Since my daughter Jennie moved to Austin, TX she’s loved everything about her new hometown except that there’s no Trader Joe’s. When I go to visit, I tuck several of her favorites in my suitcase, but they’re a poor substitute for having our favorite grocer available on a regular basis. For years, TJ’s (as its known to its loyal customers) was something I only experienced when I visited my family in California. I never could adequately explain what made this place so special since calling it a grocery store never seemed quite right. 

When I was moving to Las Vegas, proximity to TJ’s was a big priority. Now a visit to TJ’s is a regular experience for me several mornings a week and I’ve been thinking about all the things that set them apart from other grocery sellers. Some things are obvious. Their product line, for instance, is just theirs. You won’t find brand names mixed in with their offerings. You will, however, find things you never knew you wanted to try. How does that happen?

Besides having all sorts of things you many never have seen before, they also have daily samplings. Never had panettone? Try it and see what you think. Not sure you’d like gingerbread coffee? Have a cup and you might discover a new pleasure.

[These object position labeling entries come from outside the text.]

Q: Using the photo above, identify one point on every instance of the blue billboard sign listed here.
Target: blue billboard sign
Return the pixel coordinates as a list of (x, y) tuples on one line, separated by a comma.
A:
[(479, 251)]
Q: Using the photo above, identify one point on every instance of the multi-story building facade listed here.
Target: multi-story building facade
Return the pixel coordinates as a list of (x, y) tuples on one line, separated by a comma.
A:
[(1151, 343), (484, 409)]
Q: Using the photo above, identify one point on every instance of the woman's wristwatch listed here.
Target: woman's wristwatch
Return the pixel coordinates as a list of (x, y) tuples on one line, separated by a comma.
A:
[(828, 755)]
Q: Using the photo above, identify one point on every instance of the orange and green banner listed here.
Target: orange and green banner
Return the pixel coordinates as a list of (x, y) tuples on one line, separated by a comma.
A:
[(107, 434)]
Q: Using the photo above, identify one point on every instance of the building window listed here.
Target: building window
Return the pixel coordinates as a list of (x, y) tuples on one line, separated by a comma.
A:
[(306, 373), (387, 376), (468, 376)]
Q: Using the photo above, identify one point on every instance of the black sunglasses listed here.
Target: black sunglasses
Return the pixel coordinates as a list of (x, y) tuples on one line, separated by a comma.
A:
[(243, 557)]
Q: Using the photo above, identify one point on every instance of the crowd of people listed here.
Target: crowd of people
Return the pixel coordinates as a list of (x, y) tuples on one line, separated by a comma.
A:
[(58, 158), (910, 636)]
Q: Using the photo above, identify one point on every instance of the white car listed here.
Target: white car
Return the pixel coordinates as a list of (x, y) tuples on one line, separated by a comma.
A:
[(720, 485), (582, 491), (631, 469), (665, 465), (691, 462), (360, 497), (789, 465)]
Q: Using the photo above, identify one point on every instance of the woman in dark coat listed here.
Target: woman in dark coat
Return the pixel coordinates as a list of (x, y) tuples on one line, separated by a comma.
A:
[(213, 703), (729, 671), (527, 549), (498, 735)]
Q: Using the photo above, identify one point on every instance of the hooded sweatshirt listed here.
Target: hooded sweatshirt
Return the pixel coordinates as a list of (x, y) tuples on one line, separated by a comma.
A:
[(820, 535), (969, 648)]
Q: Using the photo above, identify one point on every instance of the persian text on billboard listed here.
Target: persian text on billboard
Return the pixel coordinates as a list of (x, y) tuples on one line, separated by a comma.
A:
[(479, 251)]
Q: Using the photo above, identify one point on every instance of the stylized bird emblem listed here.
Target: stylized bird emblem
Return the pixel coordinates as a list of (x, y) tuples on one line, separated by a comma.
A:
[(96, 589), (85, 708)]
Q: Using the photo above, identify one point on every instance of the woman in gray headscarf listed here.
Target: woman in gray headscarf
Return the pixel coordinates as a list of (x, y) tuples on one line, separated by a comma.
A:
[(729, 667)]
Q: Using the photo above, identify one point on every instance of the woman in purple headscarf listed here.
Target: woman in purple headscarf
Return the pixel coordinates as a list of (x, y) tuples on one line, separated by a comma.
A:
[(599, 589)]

The product line’s not the only thing that’s different there: the shopping experience itself is unique. If I go to a normal supermarket, I usually zoom through picking up items that I need. TJ’s demands a more leisurely pace since you never know what new treasures might have landed on their shelves overnight. They also move entire sections around in the store from time to time so you really have to pay attention. 

The supermarket I shop at less frequently, has done a fine job of training their employees to recite the same questions to each and every shopper. Not so at TJ’s. It’s actually possible to have a personal interaction with the folks who are working there. After I’d won the weekly store drawing (for which anyone who brings their own bag is eligible), I was paying for my purchases with the gift card they’d given me. I mentioned that I’d won and the checker exclaimed, “YOU’RE Barbara W?” It’s not unusual for a store to post a winner’s name, but it’s pleasantly surprising to know the employees actually noticed.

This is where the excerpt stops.